President Uhuru Kenyatta also formed a task force headed by the Agriculture CS Mwangi Kiunjuri and Kakamega County Governor Wycliffe Oparanya to look into the sugarcane sector woes and come up with a lasting solution.
There has been a push and pull between the treasury and farmers who were calling for the cash to be released for months. The money came unexpectedly when farmers were almost giving up on the promises that had turned into a cliche.
The Kenya National Federation of sugarcane farmers led by their deputy secretary general Simon Wesechere and vice chair Meshack Shatimba are on behalf of the farmers, grateful to the government for keeping its promise.
They have called upon all farmers to quickly collect their dues within two weeks saying that uncollected funds may be transferred back to the central bank. “All farmers who underwent vetting from all the clusters should visit their local banks for their money before it is transferred into trustee fund which will be hard to reclaim,” said Wesechere.
Wesechere also urged those getting paid to save part of the money to invest back in cane farming.
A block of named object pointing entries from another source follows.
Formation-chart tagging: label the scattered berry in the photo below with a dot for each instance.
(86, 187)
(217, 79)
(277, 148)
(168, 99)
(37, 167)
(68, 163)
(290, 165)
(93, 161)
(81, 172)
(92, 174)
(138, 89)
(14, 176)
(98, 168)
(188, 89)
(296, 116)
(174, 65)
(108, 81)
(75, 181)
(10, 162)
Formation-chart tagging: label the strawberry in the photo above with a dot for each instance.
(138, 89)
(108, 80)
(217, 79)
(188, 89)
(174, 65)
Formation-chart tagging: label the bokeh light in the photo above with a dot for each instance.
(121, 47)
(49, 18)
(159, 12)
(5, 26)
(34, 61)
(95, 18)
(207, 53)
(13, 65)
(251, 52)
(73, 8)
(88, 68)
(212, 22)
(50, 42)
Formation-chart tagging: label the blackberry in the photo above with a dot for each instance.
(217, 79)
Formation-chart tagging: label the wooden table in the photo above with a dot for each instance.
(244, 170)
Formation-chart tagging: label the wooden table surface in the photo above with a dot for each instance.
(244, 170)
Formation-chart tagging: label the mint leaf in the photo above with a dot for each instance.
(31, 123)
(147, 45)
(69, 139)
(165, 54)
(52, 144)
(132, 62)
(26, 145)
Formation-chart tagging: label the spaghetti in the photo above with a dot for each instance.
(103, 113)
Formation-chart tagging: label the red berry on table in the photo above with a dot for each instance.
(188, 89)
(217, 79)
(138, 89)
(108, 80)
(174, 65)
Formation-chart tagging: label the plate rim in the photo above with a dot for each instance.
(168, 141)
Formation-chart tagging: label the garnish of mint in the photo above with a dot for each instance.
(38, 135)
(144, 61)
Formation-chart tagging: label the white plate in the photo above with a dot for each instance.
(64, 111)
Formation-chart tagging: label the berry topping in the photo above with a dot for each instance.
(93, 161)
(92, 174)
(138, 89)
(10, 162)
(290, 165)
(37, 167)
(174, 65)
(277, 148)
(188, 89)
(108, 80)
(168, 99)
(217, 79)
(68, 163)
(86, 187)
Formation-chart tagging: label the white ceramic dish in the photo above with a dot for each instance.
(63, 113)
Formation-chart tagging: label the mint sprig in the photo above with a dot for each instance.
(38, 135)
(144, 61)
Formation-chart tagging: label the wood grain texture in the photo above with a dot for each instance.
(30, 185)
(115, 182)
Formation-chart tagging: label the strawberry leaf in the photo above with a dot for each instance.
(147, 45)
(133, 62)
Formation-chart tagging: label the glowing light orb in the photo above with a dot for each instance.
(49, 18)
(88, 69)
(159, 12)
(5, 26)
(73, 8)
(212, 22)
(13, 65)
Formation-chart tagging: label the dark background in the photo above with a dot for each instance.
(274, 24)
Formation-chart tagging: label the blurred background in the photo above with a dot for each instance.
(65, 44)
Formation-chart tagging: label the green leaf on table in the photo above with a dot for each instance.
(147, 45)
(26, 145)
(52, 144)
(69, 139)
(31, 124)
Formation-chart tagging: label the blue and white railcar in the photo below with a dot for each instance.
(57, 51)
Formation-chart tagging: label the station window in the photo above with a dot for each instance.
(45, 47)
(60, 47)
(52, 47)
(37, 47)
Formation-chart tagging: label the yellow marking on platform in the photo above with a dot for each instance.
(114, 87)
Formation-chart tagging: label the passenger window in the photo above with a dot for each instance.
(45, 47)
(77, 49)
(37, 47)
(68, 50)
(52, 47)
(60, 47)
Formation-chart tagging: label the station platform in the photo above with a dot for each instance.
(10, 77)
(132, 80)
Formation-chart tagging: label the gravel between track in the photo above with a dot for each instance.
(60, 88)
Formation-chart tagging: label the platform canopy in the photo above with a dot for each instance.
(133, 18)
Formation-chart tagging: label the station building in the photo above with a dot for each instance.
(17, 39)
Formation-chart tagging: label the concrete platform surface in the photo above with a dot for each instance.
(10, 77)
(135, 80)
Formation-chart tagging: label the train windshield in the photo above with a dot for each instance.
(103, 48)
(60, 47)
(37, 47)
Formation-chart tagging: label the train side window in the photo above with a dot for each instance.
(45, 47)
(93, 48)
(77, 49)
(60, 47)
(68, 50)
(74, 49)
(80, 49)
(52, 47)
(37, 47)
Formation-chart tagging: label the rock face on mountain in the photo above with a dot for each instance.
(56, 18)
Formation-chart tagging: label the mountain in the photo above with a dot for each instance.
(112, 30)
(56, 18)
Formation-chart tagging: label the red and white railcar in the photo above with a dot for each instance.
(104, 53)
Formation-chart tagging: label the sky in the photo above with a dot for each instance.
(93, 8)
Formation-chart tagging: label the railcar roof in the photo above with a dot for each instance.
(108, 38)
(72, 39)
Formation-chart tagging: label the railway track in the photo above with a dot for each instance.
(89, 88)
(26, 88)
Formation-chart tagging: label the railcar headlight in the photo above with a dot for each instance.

He said that it will be prudent to plant even more cane if the factories are to operate again.
Wesechere, however, warned politicians intent on collapsing Mumias Sugar Company that the Farmers Federation will not buy their idea. He said the people who majorly depend on sugarcane for their daily upkeep aren’t ready to see Mumias collapse and called upon the government to see to it that the factory regains its status. “We are aware of a few politicians merging with cartels with an intention of buying Mumias Sugar Company at Kshs 5 billion, we know that at the moment Mumias is valued at Kshs 40 billion plus and we will not allow the gameplay witnessed at Webuye paper mill to be repeated at Mumias.”
Shatimba called upon the government to address cane farmers issues immediately they erupt to avoid a repeat of what has been witnessed in the past three years. They have called upon the formed task force to resume its mandate given that the obstacle, which was the debt owed to farmers, has been settled.